|Cote, Gregory - Greg|
Submitted to: American Chemistry Society Book Chapter
Publication Type: Book / Chapter
Publication Acceptance Date: 7/1/2002
Publication Date: N/A
Citation: Interpretive Summary: We have made new carbohydrates from sugar, corn, or soybeans. These carbohydrates were found to have "prebiotic" activity, which means they enhance the growth of beneficial bacteria from the lower intestines of humans and other animals, without supporting the growth of harmful bacteria. Although most of the hard scientific evidence is still undergoing review, prebiotics are believed to be useful in human foods by promoting improved digestion and nutrient absorption, reducing the likelihood of diarrhea in infants and travelers, and possibly reducing other diseases of the colon. They may also play similar roles in animal nutrition. Several "prebiotic" carbohydrates are now on the market in Asia and Europe, but they are relatively new to U.S. markets. Most of the current products are not made from U.S. commodity crops, whereas these new products may be made from U.S. commodities such as sugar, corn, or soybeans. This research will have an impact on starch and sugar processors, food companies, feed manufacturers, livestock producers, and consumers in general.
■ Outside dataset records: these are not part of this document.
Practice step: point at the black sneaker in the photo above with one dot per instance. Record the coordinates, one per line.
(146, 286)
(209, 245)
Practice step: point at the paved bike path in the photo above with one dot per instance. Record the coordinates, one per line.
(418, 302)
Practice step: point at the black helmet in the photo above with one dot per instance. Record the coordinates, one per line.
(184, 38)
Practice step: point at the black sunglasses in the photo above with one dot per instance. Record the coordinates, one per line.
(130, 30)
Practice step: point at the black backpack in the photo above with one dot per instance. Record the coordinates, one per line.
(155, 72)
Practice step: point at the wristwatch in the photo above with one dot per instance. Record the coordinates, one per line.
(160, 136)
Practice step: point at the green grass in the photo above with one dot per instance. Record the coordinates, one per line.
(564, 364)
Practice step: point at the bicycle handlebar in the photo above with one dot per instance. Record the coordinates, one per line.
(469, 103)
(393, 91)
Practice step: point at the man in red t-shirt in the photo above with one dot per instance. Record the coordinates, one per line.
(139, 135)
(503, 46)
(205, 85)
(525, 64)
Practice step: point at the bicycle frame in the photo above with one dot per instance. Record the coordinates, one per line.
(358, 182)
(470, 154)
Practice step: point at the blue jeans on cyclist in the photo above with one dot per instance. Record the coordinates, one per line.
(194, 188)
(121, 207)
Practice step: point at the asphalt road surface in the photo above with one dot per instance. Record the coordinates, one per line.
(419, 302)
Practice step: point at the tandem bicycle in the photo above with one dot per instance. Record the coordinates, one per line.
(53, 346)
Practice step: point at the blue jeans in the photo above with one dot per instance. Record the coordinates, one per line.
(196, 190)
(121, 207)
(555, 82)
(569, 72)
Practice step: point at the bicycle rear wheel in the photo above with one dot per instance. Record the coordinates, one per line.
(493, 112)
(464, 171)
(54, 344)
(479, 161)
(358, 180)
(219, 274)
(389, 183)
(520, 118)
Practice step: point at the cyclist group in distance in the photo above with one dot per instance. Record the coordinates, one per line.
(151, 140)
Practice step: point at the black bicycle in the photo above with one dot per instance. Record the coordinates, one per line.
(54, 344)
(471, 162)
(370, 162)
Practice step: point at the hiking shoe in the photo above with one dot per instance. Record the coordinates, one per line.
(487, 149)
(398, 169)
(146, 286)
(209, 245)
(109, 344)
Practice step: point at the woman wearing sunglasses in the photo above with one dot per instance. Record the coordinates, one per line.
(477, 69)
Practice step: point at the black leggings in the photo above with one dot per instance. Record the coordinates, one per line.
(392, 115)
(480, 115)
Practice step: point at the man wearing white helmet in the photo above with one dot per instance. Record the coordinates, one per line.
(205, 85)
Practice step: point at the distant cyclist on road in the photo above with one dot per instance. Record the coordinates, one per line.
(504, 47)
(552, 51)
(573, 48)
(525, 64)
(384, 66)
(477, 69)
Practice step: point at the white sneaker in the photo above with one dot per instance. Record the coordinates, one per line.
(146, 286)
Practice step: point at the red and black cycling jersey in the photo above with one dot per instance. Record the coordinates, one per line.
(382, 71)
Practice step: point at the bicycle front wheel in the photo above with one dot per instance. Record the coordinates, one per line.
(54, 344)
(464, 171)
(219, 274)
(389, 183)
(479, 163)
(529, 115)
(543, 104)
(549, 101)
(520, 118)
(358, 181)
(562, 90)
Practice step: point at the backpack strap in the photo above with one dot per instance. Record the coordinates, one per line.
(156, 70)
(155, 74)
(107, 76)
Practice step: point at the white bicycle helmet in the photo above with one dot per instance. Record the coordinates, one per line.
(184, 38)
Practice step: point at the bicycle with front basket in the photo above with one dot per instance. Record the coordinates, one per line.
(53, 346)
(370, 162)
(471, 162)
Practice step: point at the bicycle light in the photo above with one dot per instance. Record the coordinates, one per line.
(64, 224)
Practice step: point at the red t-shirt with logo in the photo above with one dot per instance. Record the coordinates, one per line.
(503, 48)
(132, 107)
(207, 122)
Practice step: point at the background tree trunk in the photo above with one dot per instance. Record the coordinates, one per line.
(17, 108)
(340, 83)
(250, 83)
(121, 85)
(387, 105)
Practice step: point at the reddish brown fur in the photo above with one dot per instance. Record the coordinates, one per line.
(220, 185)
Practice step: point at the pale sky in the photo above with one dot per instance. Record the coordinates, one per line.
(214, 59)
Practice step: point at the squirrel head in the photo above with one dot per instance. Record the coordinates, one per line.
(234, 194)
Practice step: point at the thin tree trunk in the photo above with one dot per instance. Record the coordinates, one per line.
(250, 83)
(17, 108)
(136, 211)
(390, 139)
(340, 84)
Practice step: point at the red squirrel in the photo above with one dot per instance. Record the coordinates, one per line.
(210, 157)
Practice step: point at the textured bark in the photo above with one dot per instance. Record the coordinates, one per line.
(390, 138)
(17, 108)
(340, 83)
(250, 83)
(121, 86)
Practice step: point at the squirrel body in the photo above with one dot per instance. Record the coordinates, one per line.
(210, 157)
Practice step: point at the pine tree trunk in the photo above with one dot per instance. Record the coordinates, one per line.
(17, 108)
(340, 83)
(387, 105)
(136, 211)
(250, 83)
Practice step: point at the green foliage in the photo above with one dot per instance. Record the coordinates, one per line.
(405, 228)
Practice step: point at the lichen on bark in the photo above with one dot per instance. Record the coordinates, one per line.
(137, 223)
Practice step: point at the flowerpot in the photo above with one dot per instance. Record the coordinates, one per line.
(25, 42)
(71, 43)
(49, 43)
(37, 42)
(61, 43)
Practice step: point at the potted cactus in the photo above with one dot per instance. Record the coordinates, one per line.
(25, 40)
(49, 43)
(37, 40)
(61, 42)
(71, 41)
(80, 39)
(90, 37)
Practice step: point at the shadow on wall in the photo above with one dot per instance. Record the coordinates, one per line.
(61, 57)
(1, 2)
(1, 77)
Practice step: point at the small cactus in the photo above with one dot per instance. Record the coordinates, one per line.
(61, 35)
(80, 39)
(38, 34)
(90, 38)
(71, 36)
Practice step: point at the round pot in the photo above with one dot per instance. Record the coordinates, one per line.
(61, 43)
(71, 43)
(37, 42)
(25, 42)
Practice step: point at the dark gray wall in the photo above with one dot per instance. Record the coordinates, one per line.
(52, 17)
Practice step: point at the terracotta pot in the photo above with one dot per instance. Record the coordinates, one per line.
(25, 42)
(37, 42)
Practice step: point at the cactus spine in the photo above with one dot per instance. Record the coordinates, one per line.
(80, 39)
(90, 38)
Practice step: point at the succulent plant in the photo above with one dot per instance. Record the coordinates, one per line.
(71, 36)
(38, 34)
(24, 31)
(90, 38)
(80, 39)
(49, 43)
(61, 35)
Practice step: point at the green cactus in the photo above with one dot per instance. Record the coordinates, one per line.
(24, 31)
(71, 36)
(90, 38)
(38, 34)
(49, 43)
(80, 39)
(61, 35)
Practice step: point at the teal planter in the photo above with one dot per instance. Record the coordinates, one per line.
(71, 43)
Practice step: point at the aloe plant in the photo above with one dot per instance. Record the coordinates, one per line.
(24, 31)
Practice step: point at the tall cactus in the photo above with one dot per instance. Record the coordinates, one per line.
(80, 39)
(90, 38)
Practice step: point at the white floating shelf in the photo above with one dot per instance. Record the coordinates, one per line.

Technical Abstract: Alternansucrase synthesizes an alpha-(1-3),alpha-(1-6)-D-glucan via glucosyl transfer from sucrose. It also synthesizes oligosaccharides containing both types of linkages when acceptor sugars are present. We have used alternansucrase to synthesize oligosaccharides from maltose, maltodextrins, maltitol, cellobiose, raffinose, melibiose, lactose, gentiobiose, and other carbohydrate acceptors. Analysis of the products shows that alternansucrase is better at catalyzing acceptor reactions when compared to dextransucrase and that the structures of the products differ. Whereas dextransucrase generally makes only a single product from any given acceptor, alternansucrase often makes two or more, and in higher yields. Several of these oligosaccharide acceptor products have been isolated and tested for their ability to support the growth of probiotic bacteria, including selected strains of Bifidobacterium spp. and Lactobacillus spp. Certain acceptor products supported growth of probiotic strains but did not serve as substrates for undesirable bacteria such as Salmonella choleraesuis, Clostridium perfringens, or Escherichia coli.